LGrad extracts gradient map, which is obtained by a well-trained image classifier, as the fingerprint of an GAN-generated image. This approach turns the data-dependent problem into a transformationmodel-dependent problem. Then, it conducts a binary classification task based on gradient maps.
Utkarsh Ojha, Yuheng Li, and Yong Jae Lee.
Proceedings of the IEEE/CVF Conference on Computer Vision and Pattern Recognition, (CVPR).2023.
UnivFD uses a feature space extracted by a large pre-trained vision-language model (CLIP:ViT-L/14) to train the detector. The large pre-trained model leads to a smooth decision boundary, which improves the generalization of the detector
Zhendong Wang, Jianmin Bao, Wengang Zhou,Weilun Wang, Hezhen Hu, Hong Chen, and Houqiang Li.
International Conference on Computer Vision, (ICCV). 2023.
DIRE is dedicated to identifying fake images generated by diffusion-based images. They observe that diffusion-generated images can be approximately reconstructed by a diffusion model while real images cannot. Based on this observation, they leverage the error between an input image and its reconstruction counterpart by a pre-trained diffusion model as a fingerprint.

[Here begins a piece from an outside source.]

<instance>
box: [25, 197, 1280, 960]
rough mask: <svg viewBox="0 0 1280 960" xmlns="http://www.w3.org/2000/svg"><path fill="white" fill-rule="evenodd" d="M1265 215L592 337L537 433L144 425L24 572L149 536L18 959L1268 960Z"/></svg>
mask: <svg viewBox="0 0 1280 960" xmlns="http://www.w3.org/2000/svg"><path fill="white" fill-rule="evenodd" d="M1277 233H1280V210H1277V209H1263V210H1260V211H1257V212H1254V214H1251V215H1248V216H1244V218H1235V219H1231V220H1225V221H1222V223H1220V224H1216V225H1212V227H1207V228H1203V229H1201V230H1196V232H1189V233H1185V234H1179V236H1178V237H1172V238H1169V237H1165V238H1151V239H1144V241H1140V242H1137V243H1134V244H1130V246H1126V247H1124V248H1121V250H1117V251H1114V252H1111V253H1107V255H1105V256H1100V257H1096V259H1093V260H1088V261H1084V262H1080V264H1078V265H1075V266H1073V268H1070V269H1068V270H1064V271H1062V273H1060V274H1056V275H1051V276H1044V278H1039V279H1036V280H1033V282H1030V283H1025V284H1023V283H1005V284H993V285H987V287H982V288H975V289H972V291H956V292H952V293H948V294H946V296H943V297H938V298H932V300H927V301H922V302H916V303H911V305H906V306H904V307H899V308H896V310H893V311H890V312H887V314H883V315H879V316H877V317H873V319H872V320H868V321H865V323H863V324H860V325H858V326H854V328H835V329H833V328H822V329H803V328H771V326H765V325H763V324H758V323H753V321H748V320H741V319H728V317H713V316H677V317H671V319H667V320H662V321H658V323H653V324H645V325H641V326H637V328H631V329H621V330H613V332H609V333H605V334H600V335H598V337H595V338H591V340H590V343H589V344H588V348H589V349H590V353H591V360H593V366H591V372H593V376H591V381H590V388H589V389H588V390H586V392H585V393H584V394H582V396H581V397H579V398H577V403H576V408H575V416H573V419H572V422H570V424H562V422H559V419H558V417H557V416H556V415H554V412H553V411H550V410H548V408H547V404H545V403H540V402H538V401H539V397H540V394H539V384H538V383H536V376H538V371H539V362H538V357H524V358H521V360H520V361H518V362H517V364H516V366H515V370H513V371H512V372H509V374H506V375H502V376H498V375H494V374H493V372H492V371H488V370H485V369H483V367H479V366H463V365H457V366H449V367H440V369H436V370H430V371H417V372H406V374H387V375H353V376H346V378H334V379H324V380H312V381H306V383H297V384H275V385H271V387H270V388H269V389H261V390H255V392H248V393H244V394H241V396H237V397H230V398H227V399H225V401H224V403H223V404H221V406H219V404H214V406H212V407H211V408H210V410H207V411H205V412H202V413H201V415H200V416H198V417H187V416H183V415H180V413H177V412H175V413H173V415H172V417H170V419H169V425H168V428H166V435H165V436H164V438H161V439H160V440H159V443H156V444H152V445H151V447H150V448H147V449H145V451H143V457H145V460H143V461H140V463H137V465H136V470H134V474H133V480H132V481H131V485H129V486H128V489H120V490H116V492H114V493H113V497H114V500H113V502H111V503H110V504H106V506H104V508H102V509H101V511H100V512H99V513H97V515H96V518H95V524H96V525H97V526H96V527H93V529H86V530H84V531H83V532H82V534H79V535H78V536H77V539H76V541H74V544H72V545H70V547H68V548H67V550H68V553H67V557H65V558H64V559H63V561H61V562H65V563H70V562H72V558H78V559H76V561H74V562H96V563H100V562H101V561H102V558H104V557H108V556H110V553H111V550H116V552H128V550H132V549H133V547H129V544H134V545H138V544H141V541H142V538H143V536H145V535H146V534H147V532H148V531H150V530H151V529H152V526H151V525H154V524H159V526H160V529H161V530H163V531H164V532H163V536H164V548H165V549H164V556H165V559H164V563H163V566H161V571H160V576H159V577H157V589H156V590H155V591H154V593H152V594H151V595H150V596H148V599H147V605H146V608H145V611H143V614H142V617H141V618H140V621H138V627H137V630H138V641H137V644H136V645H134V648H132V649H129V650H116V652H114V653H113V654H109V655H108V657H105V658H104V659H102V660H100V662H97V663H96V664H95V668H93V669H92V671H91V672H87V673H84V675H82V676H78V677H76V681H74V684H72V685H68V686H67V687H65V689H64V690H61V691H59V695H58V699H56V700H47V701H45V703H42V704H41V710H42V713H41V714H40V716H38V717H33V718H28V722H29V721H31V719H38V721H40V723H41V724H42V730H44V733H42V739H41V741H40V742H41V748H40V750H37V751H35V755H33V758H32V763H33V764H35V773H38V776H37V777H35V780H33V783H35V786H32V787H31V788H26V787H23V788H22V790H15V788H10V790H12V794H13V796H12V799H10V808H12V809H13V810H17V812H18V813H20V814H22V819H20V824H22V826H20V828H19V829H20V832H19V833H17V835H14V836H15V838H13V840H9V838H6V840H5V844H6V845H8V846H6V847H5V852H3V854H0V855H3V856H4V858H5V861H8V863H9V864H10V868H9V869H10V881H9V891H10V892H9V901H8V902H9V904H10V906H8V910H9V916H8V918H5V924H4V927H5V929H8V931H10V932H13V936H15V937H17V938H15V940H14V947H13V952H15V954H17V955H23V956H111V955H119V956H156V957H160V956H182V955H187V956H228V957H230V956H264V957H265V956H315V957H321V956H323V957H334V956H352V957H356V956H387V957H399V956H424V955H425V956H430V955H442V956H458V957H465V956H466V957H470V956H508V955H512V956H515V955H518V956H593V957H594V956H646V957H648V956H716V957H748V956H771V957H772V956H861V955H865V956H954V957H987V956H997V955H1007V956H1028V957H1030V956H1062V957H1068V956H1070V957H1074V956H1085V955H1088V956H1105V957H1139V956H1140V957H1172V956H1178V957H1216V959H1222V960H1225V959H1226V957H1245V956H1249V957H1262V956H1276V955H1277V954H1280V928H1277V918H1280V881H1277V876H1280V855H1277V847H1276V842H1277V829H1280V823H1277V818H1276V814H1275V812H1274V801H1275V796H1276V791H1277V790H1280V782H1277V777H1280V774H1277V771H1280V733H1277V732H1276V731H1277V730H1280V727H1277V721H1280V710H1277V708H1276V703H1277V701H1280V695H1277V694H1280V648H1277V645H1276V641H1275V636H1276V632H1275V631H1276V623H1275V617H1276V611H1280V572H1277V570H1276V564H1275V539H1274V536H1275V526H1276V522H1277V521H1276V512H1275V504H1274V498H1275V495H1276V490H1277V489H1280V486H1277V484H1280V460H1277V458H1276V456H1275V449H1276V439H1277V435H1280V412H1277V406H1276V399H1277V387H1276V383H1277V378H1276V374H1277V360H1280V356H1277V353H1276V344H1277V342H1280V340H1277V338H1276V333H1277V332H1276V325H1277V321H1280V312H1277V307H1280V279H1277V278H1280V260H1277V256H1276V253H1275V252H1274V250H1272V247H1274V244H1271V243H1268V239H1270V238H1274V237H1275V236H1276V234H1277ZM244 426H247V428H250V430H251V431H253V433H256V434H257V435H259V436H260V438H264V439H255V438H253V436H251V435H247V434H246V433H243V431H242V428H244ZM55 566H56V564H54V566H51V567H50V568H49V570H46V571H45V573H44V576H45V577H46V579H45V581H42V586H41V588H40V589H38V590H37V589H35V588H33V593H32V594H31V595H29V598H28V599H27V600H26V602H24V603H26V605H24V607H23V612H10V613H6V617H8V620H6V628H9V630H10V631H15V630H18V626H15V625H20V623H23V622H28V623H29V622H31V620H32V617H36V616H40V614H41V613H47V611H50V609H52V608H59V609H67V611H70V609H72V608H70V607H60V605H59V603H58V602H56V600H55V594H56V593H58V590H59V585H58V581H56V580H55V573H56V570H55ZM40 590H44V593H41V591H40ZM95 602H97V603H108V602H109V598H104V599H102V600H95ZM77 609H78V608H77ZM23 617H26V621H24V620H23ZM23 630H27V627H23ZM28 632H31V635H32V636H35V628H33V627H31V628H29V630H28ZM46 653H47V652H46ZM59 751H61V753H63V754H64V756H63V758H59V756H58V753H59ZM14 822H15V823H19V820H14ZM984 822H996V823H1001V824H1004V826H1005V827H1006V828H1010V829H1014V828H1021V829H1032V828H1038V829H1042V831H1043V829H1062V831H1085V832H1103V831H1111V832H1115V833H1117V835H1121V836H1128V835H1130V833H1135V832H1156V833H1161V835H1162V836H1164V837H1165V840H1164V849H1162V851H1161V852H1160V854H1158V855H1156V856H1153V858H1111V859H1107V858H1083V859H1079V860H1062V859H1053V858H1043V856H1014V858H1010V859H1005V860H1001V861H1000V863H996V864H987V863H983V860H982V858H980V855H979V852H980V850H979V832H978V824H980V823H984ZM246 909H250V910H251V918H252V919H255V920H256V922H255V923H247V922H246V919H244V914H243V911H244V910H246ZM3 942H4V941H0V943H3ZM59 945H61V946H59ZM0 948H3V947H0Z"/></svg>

Nan Zhong, Yiran Xu, Zhenxing Qian, and Xinpeng Zhang.
PatchCraft leverages the inter-pixel correlation contrast between rich and poor texture regions within an image. Pixels in rich texture regions exhibit more significant fluctuations than those in poor texture regions. Based on this principle, we divide an image into multiple patches and reconstruct them into two images, comprising rich-texture and poor-texture patches respectively. Subsequently, we extract the inter-pixel correlation discrepancy feature between rich and poor texture regions. This feature serves as a universal fingerprint used for AI-generated image forensics across different generative models.